Jubileusz przeżywany 1 marca był dziękczynieniem za bliską obecność Chrystusa przychodzącego w sakramentach.
Dzień 1 marca 1972 r. był wielkim świętem dla mieszkańców czterech wiosek gminy Łagiewniki. W tym dniu w Ratajnie erygowano samodzielną parafię z kościołem parafialnym pw. św. Antoniego z Padwy, a kościołami filialnymi zostały świątynia w Ligocie Wielkiej pw. MB Królowej Polski oraz w Sieniawce pw. św. Jana Chrzciciela. 20 lat później mieszkańcy Przystronia samodzielnie wybudowali kaplicę mszalną pw. św. Krzysztofa. Jubileusz przeżywany dokładnie pół wieku później był dziękczynieniem za stosunkową krótką historię parafii. Na początku Mszy św. w kilku zdaniach przypomniał ją proboszcz ks. Wiesław Haczkiewicz. – Przyszliśmy podziękować Panu Bogu za 50 lat naszej parafii. Wiemy, że jej początki sięgają wcześniej, bo pierwsi Polacy przybyli tutaj w 1945 r. i przez kolejne dwa lata wspólnie z ewangelikami korzystali z kościoła – mówił, przypominając, że pierwszy kościół powstał już w XIII wieku. Zwrócił również uwagę na opiekę patrona parafii potwierdzoną wieloma świadectwami mieszkańców.

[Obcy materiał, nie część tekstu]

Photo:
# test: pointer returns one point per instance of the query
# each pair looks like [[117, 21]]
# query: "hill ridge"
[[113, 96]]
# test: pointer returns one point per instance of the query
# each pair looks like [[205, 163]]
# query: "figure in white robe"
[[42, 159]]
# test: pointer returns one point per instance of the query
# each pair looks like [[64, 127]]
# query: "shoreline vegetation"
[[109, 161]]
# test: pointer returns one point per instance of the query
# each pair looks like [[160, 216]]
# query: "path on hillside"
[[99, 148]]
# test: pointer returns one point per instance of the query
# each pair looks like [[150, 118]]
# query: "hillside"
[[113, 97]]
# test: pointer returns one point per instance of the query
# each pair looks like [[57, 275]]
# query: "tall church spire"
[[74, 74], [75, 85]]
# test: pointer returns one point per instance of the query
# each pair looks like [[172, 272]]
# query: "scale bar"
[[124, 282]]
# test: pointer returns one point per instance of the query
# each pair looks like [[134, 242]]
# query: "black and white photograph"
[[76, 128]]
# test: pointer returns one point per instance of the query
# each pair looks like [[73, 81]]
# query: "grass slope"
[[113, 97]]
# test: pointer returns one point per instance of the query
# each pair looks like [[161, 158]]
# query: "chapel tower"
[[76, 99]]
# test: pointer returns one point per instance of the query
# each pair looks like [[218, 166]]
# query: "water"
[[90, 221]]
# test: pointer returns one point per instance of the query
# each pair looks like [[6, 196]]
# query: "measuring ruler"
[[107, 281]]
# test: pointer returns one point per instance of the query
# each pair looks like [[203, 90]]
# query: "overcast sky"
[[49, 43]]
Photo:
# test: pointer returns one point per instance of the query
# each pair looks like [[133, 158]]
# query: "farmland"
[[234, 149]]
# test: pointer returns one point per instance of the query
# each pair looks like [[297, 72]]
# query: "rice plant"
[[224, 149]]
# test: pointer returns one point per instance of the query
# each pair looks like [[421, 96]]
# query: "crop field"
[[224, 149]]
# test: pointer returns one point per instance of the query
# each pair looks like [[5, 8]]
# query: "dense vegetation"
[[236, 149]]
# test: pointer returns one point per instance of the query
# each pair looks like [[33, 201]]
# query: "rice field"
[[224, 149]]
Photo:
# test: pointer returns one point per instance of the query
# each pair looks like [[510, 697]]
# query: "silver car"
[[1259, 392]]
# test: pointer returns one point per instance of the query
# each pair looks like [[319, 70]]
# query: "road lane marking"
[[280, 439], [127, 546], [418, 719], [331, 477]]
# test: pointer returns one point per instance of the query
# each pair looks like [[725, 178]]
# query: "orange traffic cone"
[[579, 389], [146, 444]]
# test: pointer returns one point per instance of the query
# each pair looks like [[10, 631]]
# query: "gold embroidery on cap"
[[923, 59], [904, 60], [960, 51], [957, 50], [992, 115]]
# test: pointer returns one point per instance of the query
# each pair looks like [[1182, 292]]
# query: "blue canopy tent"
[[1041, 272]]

Ksiądz Wiesław Haczkiewicz jest trzecim w kolejności proboszczem, po ks. Janie Piszczorowiczu (1983-1990) i ks. Krzysztofie Wałeckim (1968-1983). Podczas jubileuszowej Mszy św. wraz z nim przy ołtarzu stanęli księża pochodzący z parafii: ks. Józef Czekański, ks. Andrzej Wojciechowski, ks. Paweł Łabuda i ks. Grzegorz Banda.
Jednym z parafian jest mieszkaniec Sieniawki Andrzej Wuczyński. Jest m.in. współautorem broszurki nt. swojej miejscowości. Dotyczy ona walorów przyrodniczych i turystycznych okolic, ale jest też źródłem lokalnej historii. Mieszkający na tych terenach Polacy pochodzą głównie ze Wschodu, z dawnych województw tarnopolskiego, łuckiego i wołyńskiego, ale jak twierdzi pan Andrzej, pierwiastek polskości zachował się tutaj od wieków. – Po wojnie 30-letniej w połowie XVII wieku zapisano, że większość ludności mówi jeszcze po polsku. Na cmentarzach zachowane są przedwojenne nagrobki, które mają polskobrzmiące nazwiska – mówi.
Zwraca uwagę, że choć Ratajno jest małą wiejską parafią, która nie może pochwalić się spektakularnymi działaniami duszpasterskimi czy zabytkami, to w odróżnieniu od wielkomiejskich parafii wyróżnia ją bliskie relacje między mieszkańcami. A to jest wartość, która jest często niedostrzegana i niedoceniana. – Wszyscy się znamy i w pewien sposób o siebie troszczymy. Stanowimy zgraną społeczność, a pomiędzy czterema wioskami wchodzącymi w skład parafii odczuwamy jedność. Buduje ją m.in. proboszcz chociażby poprzez to, że w niedzielnych ogłoszeniach informuje, co się dzieje we wszystkich kościołach. A kiedy przeżywamy ważne uroczystości czy święta, gromadzimy się wszyscy w kościele parafialnym – mówi parafianin, który wraz z żoną jest koordynatorem synodalnego zespołu konsultacyjnego. – Wszyscy w grupce zgodne mówią, żeby ta iskra, którą jest synod, nie zgasła po ostatnim, kwietniowym spotkaniu. Nigdy wcześniej nie mieliśmy okazji między wioskami spotykać się i rozmawiać o sprawach wiary. Co innego w domu, w rodzinach czy z księdzem, ale z obcymi ludźmi nie ma obyczaju mówić o religii. Okazuje się jednak, że wszyscy chcą o tym mówić i chcą, żeby to trwało – dodaje.